Wireless headphones that use infrared technology, much like a TV remote, require a direct line of sight to the transmitter. Bluetooth is a type of digital spread-spectrum technology, and the typical model has an operating range of about 30 feet within the home.

Portable wireless headphones generally use Bluetooth to connect to smart phones, such as an iPhone or BlackBerry, or Bluetooth-enabled portable media media players, such as a second-generation iPod Touch. Bluetooth technology used in headphones (and other hi-fi audio uses) should employ the A2DP (Advanced Audio Distribution Profile) or "advanced audio" feature, rather than the narrow-band voice-quality mode used for wireless cell phone headsets. Typical price: $300 to $500.

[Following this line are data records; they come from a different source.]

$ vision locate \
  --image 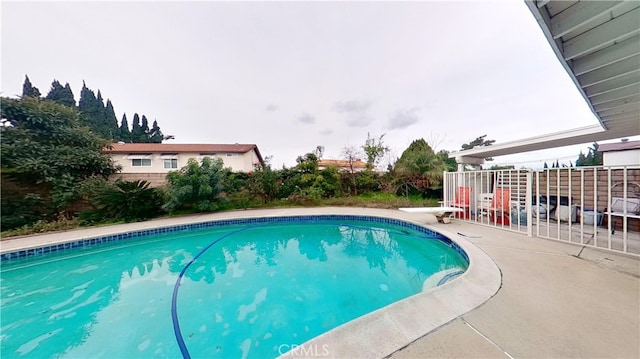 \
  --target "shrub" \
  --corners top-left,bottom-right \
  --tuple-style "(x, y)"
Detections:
(163, 157), (231, 213)
(80, 180), (162, 223)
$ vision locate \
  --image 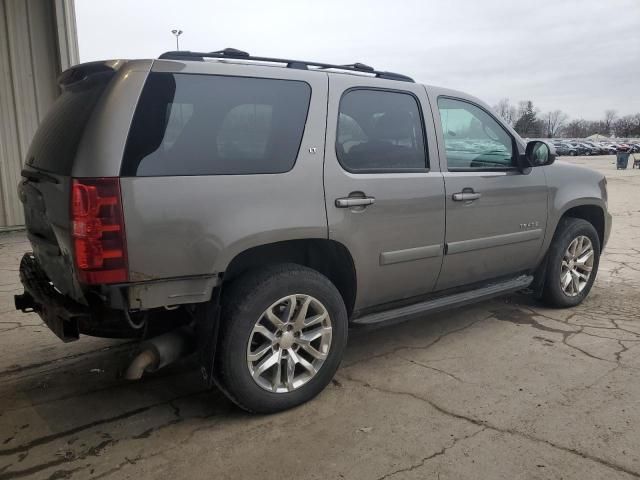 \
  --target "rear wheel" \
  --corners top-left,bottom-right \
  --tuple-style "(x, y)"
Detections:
(542, 218), (600, 308)
(218, 264), (347, 413)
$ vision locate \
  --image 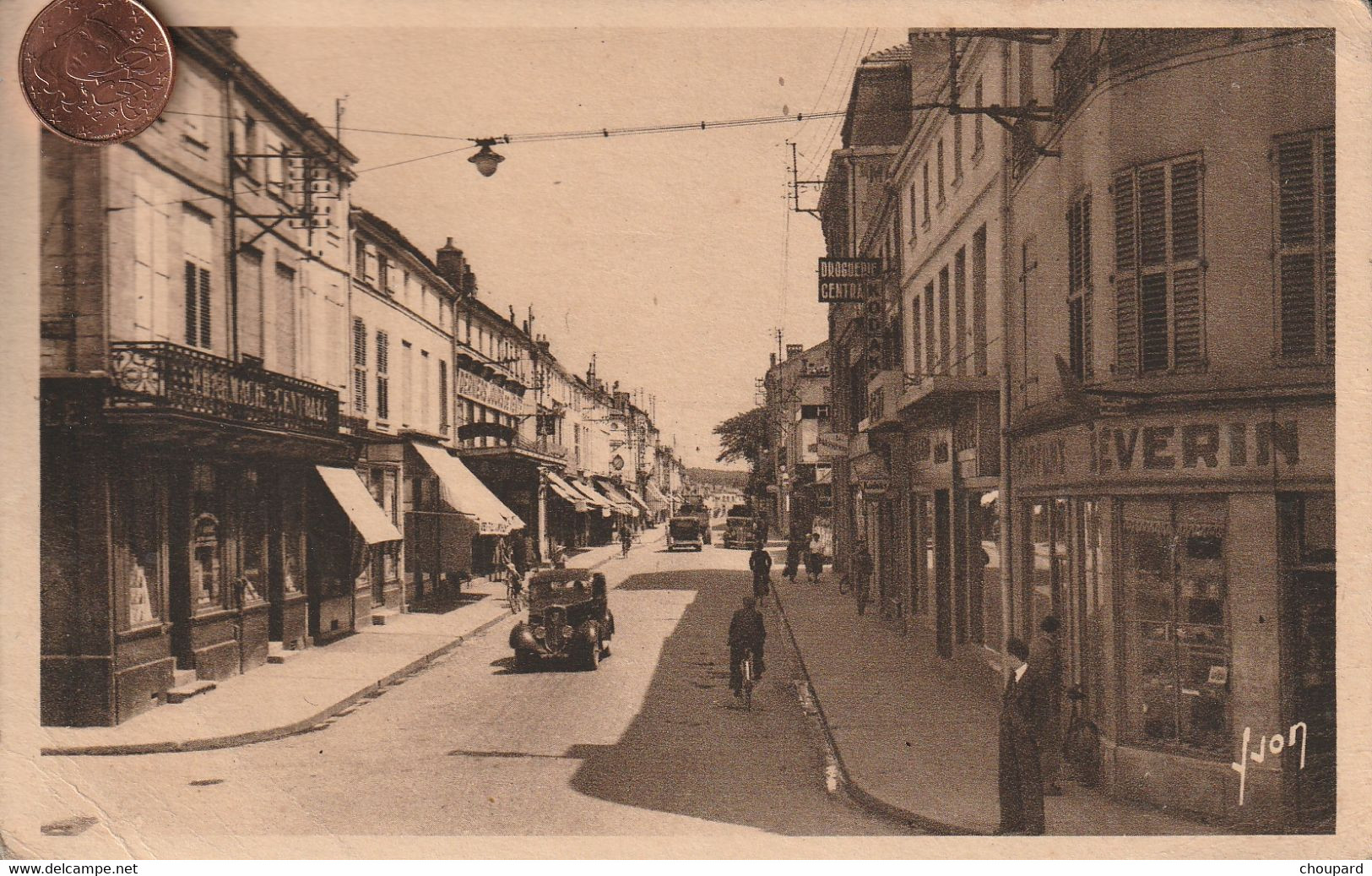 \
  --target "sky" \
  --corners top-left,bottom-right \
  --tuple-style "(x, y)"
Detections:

Active noise-reduction headphones
Noise-canceling headphones are a good choice for anyone who doesn't want to be disturbed by outside noise. Any headphones with a closed design that fit tightly over your ears or inside the ear canal will block some noise by creating a seal. This is called passive noise reduction. Closed design over-the-ear and insert-style earphones tend to block more noise than do open design, on-ear, and ear-bud-style headphones. Models with active noise-canceling technology go a step further. These battery-powered headphones use tiny microphones to monitor noise frequencies, and then produce those same frequencies out of phase in an effort to cancel them. Typical price: $90 to $200 for home-studio models; $40 to $400 for portables.

We've found that the effectiveness of noise-reduction technology can range from very good to poor. In general, we found the most effective noise reduction in models that combined passive noise blocking with active noise cancellation. Some models let you turn off noise reduction; these will work without batteries. Others work only with noise canceling activated, and thus they can't be used for listening to music if the batteries die. And in some cases, you can use the noise-canceling feature even when you're not listening to music, simply to reduce outside noise.